Alguien se había apoderado de mi cabeza. Golpeaban mi cabeza contra las piedras, y sentí que la sangre me corría por el cuello y la espalda. Por un momento, no vi nada.
Pensé de una forma extrañamente desinteresada en mi pregunta a Malaquías, que él dejó sin respuesta: «¿Podría morir en esta época? ¿Es eso posible?» Pero ahora no lo llamé.
Mientras me derrumbaba bajo aquel torrente de golpes, mientras sentía los zapatos de cuero golpeándome en las costillas y el estómago, mientras el aliento me faltaba y perdía la visión de mis ojos, mientras el dolor se extendía por mi cabeza y mis miembros, dije una sola oración.

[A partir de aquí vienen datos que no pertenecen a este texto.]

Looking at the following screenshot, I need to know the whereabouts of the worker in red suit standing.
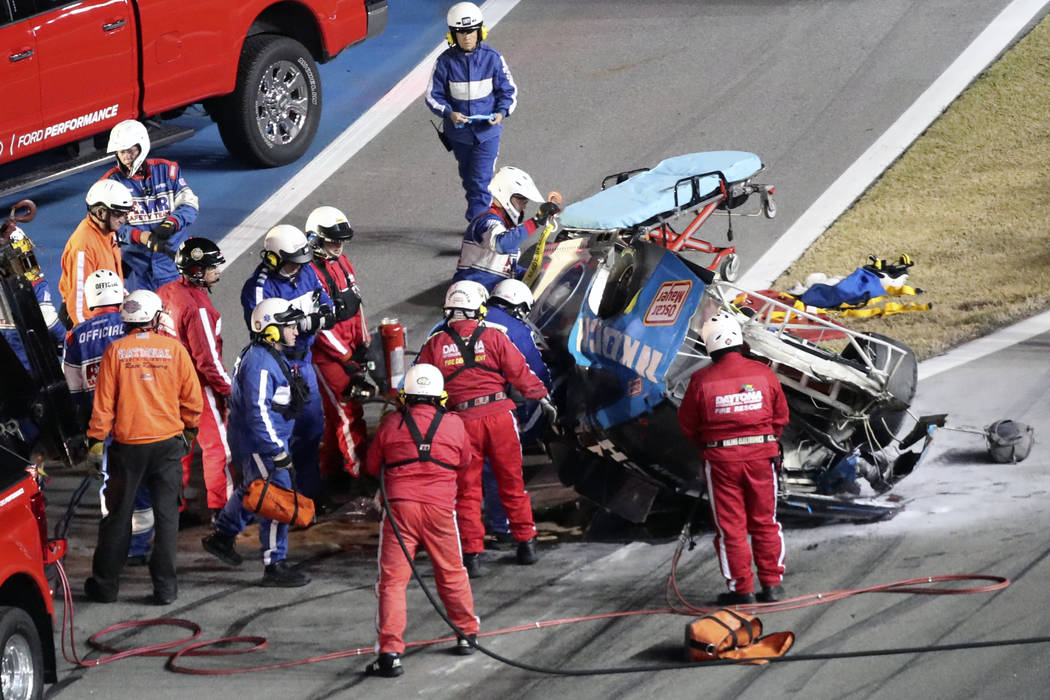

«Dios querido, perdóname por haberme apartado de Ti.»
16 De vuelta al mundo y al tiempo
Soñaba. Oí otra vez los cánticos, como los ecos de un gong. Pero se desvanecieron a medida que fui recuperando la conciencia de mí mismo. También se desvanecieron las estrellas, y el vasto cielo oscuro desapareció.
Abrí los ojos despacio.
Ningún dolor, en ninguna parte del cuerpo.
Estaba tendido en la cama de baldaquín, en la Posada de la Misión. Me rodeaba el mobiliario familiar de la suite.
Durante largo rato dejé descansar la vista en el dibujo ajedrezado de la seda del baldaquín, y me di cuenta, me obligué a mí mismo a darme cuenta, de que estaba de vuelta en mi propio tiempo, y de que no sentía dolor en ninguna parte del cuerpo.
Me incorporé poco a poco.
– ¿Malaquías? -llamé.
Sin respuesta.
– Malaquías, ¿dónde estás?
Silencio.
Sentí que algo en mi interior estaba a punto de quebrarse, y aquello me aterrorizó. Susurré su nombre una vez más, y no me sorprendí cuando tampoco hubo respuesta.
Una cosa sabía, sin embargo. Sabía que Meir, Fluria, Elí, Rosa, Godwin y el conde habían escapado sanos y salvos de Norwich. Lo sabía. En algún lugar de mi mente nublada perduraba la visión del carro escoltado por los soldados alejándose velozmente por el camino de Londres.
Aquello parecía tan real como cualquier detalle de esta habitación, y esta habitación parecía completamente real, fiable y sólida.